Search code examples
pythontimenumbajit

Numba: when to use nopython=True?


I have the following setup:

import numpy as np
import matplotlib.pyplot as plt
import timeit
import numba
@numba.jit(nopython=True, cache=True)
def f(x):
    summ = 0
    for i in x:
        summ += i
    return summ

@numba.jit(nopython=True)
def g21(N, locs):
    rvs = np.random.normal(loc=locs, scale=locs, size=N)
    res = f(rvs)
    return res

@numba.jit(nopython=False)
def g22(N, locs):
    rvs = np.random.normal(loc=locs, scale=locs, size=N)
    res = f(rvs)
    return res

g22 and g21 are the exact same function, just that one of them has nopython=True and the other nopython=False

Now I give them an input. If locs is a scalar, then the numba should be able to compile everything since they support numpy.random.normal() with this signature. However if locs is an array, numba does not support this signature and should go back to the python interpreter.

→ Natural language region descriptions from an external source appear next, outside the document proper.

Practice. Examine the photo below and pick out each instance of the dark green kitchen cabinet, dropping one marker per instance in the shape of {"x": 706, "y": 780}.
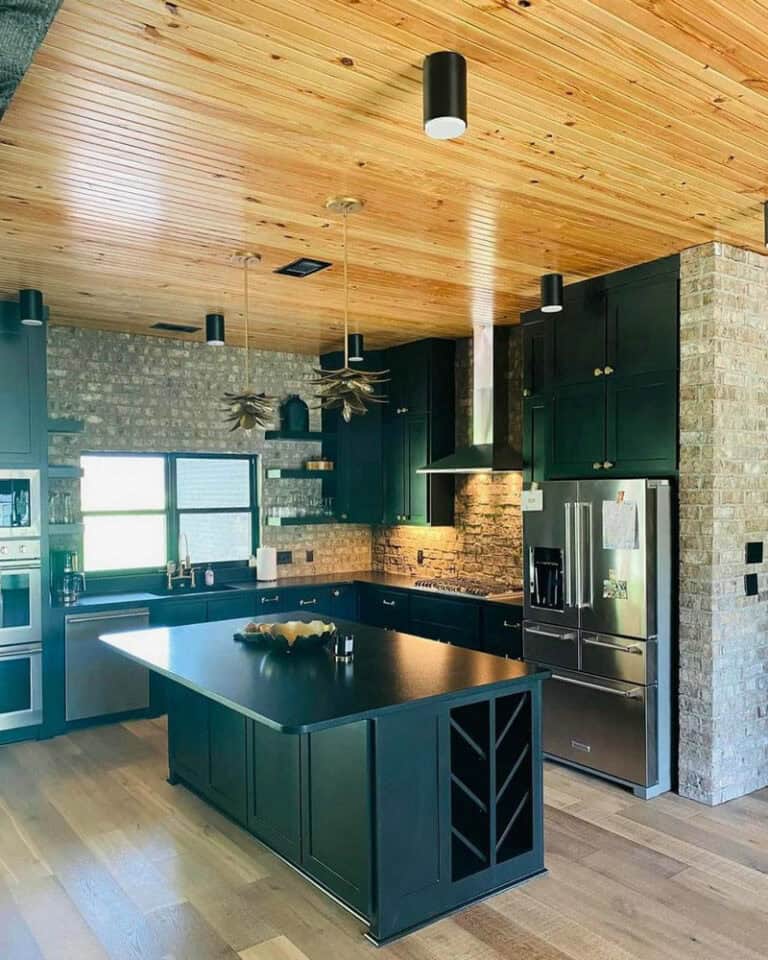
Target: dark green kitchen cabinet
{"x": 578, "y": 430}
{"x": 641, "y": 424}
{"x": 642, "y": 327}
{"x": 537, "y": 354}
{"x": 537, "y": 438}
{"x": 23, "y": 434}
{"x": 207, "y": 748}
{"x": 274, "y": 795}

I run this first just to compile the functions

N = 10_000

g22(N, 3)
g22(N, np.linspace(0,1,N))
g21(N, 3)
# g21(N, np.linspace(0,1,N))  # returns an error

Now I run a speed comparison

%timeit g21(N, 3)
%timeit g22(N, 3)
%timeit g22(N, np.linspace(0,1,N))

which returns

274 µs ± 3.43 µs per loop (mean ± std. dev. of 7 runs, 1,000 loops each)
270 µs ± 5.38 µs per loop (mean ± std. dev. of 7 runs, 1,000 loops each)
421 µs ± 54.3 µs per loop (mean ± std. dev. of 7 runs, 1,000 loops each)

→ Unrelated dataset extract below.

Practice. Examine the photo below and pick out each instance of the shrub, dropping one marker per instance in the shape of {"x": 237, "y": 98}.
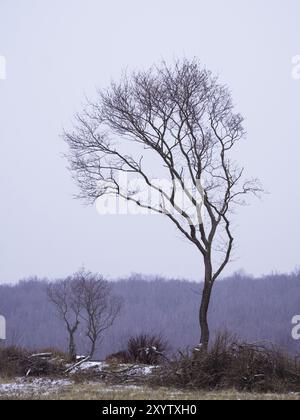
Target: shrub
{"x": 146, "y": 349}
{"x": 229, "y": 363}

It makes sense that g22(N, np.linspace(0,1,N) is slowest since it goes back to the python interpreter.

However what I dont understand is that g21(N, 3) is roughly the same speed as g22(N, 3), even though one has nopython=True and the other not.

But g22(N,3) has the big advantage that it can take another argument, namely g22(N, np.linspace(0,1,N)), so its more versatile, however at the same time there is no speed penalty to having nopython=False

So my questions are:

  1. in this case, what is the use of using nopython=True, if a function with nopython=False achieves same speed?

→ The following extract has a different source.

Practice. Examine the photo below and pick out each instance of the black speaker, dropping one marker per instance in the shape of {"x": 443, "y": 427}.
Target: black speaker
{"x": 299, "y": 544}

  2. in which specific case is nopython=True better than nopython=False?


Solution

    1. in this case, what is the use of using nopython=True, if a function with nopython=False achieves same speed?
    2. in which specific case is nopython=True better than nopython=False?

    The documentation states:

    Numba has two compilation modes: nopython mode and object mode. The former produces much faster code, but has limitations that can force Numba to fall back to the latter. To prevent Numba from falling back, and instead raise an error, pass nopython=True.

    Note that in Numba will try to compile the code to a native binary in both modes. However, nopython produces an error when this is not possible while the other produces a warning and cause a fallback code to be used.

    For some applications, performance can be critical and so you really do not want the fallback code to be called. This the case for high-performance applications for example. Having an error in this case is better than having a code which runs for days instead of few minutes on an expensive machine (like a supercomputer or a computing server). Using different version of Numba can silently cause a fallback on some machine due to feature not being supported. I personally always use the nopython mode to prevent such case (as the fallback code is generally too slow to be useful) and I consider the object mode a bit useless. Put is shortly, nopython offers stronger guarantees about performance.